The single most effective thing a consumer can do without actually grabbing a sign and occupying Wall Street or the financial districts of other cities, is to move your accounts to a credit union. If you're not eligible for a credit union then the next best thing is a small local or regional bank. If your bank took a TARP bailout, if your bank was among those sued for malfeasance related to subprime mortgage-backed securities scams, and you want to be a responsible financial consumer, pull your business. "Too big to fail" is too big for its britches.
"Oh, but economy of scale!" you say. "You just can't get as good a rate from smaller banks! All teh interwebs say so." Well, those interwebs are wrong. If that was true, then how is that Wells Fargo (4th largest bank in the U.S., after Citigroup) offers a miserable .1% APR on a $2500 minimum 3-month CD, while some bank I never heard of tops bankrate.com's list with 1.0% on a mere $1000 minimum? So either Wells The Fargo doesn't want deposits (what bank doesn't want deposits?), or there's something more important than economy-of-scale at work there.

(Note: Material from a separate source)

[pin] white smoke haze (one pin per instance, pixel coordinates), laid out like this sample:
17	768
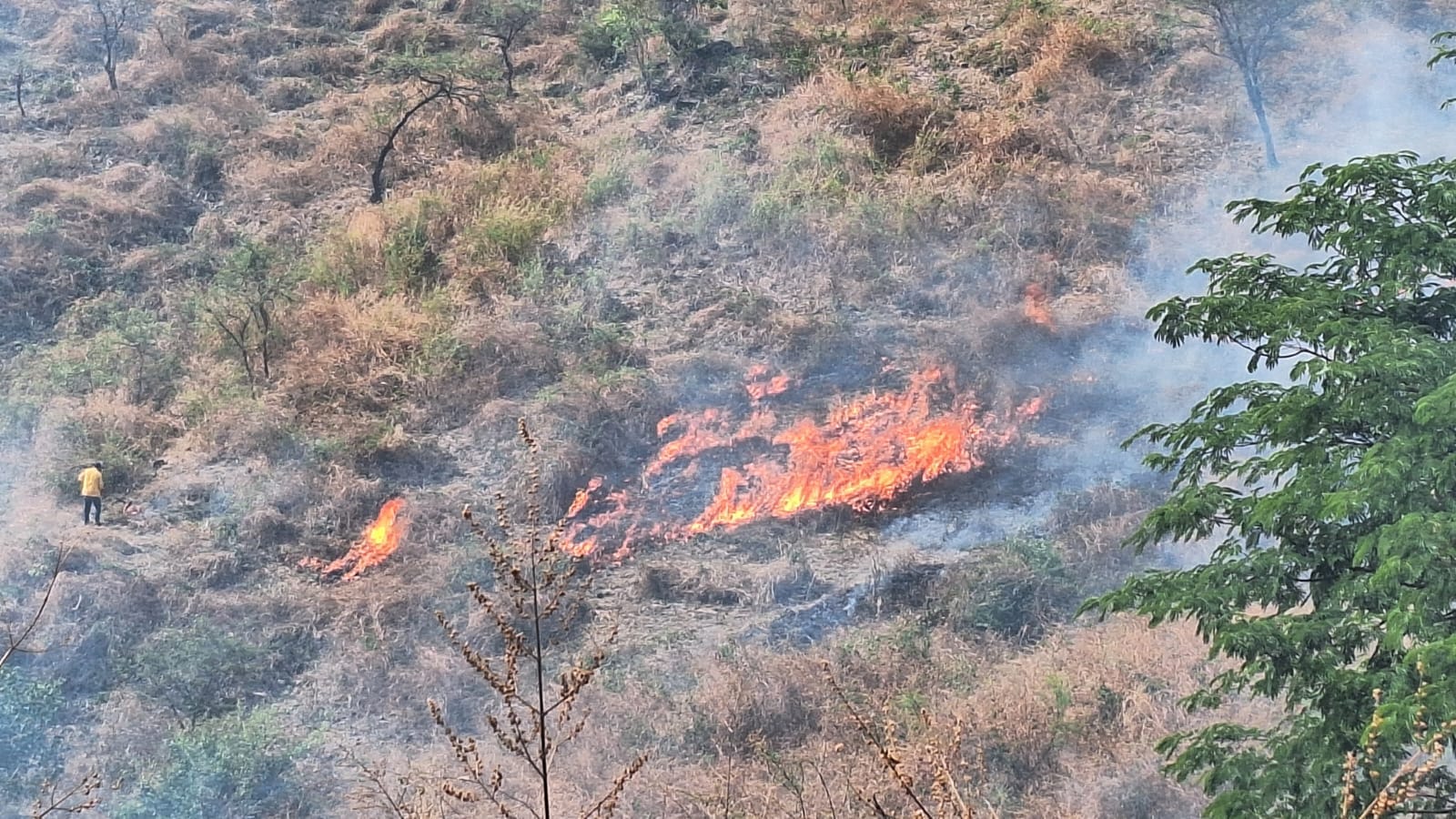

And of course credit unions continue to offer better deals than commercial banks, despite (or perhaps because of) a lack of that magical capitalist profit motive that's supposed to drive competition and bring product to market at the lowest price to the consumer. (hint: marketing + profit motive = unnecessary consumer cost.) Problem was for a long time, credit union eligibility was restricted by "field of membership" (FOM), usually premised on being employed by a certain employer or coaltion of employers, e.g. IBM's Southeast Employees' Federal Credit Union. This changed sometime between 1997 and now, such that one's city or county of residence may render eligibility - e.g. South Florida's Tropical Financial Credit Union.